Habían salido de Barcelona un mes atrás acosados por la derrota, los aviones y sus bombas, el frío… la hecatombe, en suma. Llegaron a Francia con lo puesto y perdieron por el camino variados objetos, kilos de peso corporal y, a última hora, una carpeta con quién sabe qué textos. Fue aquello una tragedia personal y colectiva. Personal en cuanto la desmembrada familia Ruiz Machado o Machado Ruiz era disgregada, golpeada,  lanzada a los caminos, la angustia, el exilio, la muerte misma. Y colectiva porque se encuadraba y formaba parte del triunfo violento y perverso del fascismo hispánico. De entonces a acá mucho ha llovido pero podríamos rememorar este asunto imaginando la barbarie que seguimos casi en directo, con poetas incluidos, en el oriente Mediterráneo y de la mano del perverso, así mismo, ejercito israelí.

«(…) en una Facultad de Teología bien organizada es imprescindible para los estudios del doctorado, naturalmente, una cátedra de Blasfemia (…)».

Su madre Ana Ruiz,  una anciana de verdad,  hacía semanas que había perdido el rumbo y preguntaba en el trayecto final: «¿Falta mucho p´a Sevilla, Antonio, falta mucho p´a Sevilla?». Poco faltaba para Sevilla si Sevilla hubiese sido, y era como fue, el fin y cierre de los ciclos, es decir, la muerte. Él llegó el 22 y Ana el 25.

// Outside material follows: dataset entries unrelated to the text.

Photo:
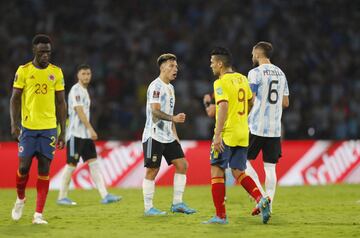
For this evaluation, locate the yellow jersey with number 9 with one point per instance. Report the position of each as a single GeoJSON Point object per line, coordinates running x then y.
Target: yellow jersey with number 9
{"type": "Point", "coordinates": [38, 95]}
{"type": "Point", "coordinates": [234, 88]}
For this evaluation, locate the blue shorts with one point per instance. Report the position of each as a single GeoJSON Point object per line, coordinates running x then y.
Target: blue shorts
{"type": "Point", "coordinates": [233, 157]}
{"type": "Point", "coordinates": [42, 142]}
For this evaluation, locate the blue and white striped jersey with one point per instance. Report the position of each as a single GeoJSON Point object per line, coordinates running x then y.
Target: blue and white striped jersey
{"type": "Point", "coordinates": [160, 130]}
{"type": "Point", "coordinates": [270, 85]}
{"type": "Point", "coordinates": [78, 96]}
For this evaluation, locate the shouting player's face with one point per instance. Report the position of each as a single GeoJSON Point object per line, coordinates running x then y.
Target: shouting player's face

Durante esos aciagos días medio millón de personas cruzaron la frontera en aquel desgarrador invierno, un éxodo interminable donde, como en un embudo, se recogía media España frente al paso de Por Bou. No solamente llegaron con la desesperación que suponía vivir con una perenne incógnita –«¿qué nos va a suceder ahora?»–, sino que además se encontraron con una Francia inmersa en una fuerte crisis económica, amén de una derecha reaccionaria dominada por fascistas y xenófobos. ¿Cuántas veces se ha repetido, después de febrero del 39, en Europa y en todo el mundo, esta escena? El desconsuelo, la pena y el dolor no tienen límite. Las tragedias, grandes o chicas, tienen el común denominador imperturbable de ser trágicas. Las injusticias, grandes o chicas, tienen el común denominador imperturbable de ser injustas.

Todo fue una gran epopeya personal, anónima, menor y perteneciente sin duda a la grande y colectiva. El jueves 23 de febrero unos jóvenes soldados mal uniformados de un ejército inexistente en un país extranjero –sabiendo o no quién era el difunto– portaron el féretro, desde el Bougnol-Quintana, envuelto en la bandera de un país imaginario, al encaramado cementerio de Colliure.

«Y cuando llegue el día del último viaje

y esté a partir la nave que nunca ha de tornar,

me encontraréis a bordo ligero de equipaje,

casi desnudo, como los hijos de la mar.»

Ahora, febrero del año 24 de otro siglo, el éxodo de las gentes sigue como una espada de Damocles sobre la humanidad, los derechos humanos, el afecto, la fraternidad y la vida misma y, a su vez, en este sufrido solar hispano, los voceros que se sienten herederos de la infamia ejecutoria del franquismo jalean caralsoles y banderas invictas desprendiendo un rancio olor patológico incluso desde los sillones del congreso o, con mayor proximidad y escarnio, del Palacio de Benicarló. Ruina, infamia y peligro de nuevo. Aquel jueves lejano y próximo llovía y llovía y, por lo que cuentan, llovía.

«Sólo recuerdo la emoción de las cosas, y se me olvidó todo lo demás; muchas son las lagunas de mi memoria. Empleo a veces las palabras fuera de su recto sentido con conciencia de mi error».

Como un maestro zen redomado y perfecto, ecuánime en el mínimo papel de una vida que ahora refulge por su obra, partió ligero de equipaje… como los hijos de la mar. Queda su memoria, su palabra, su fugaz paso, queda su soñar. En suma, queda casi todo o casi nada. Mas, ¿por cuánto tiempo y con cuán sentido?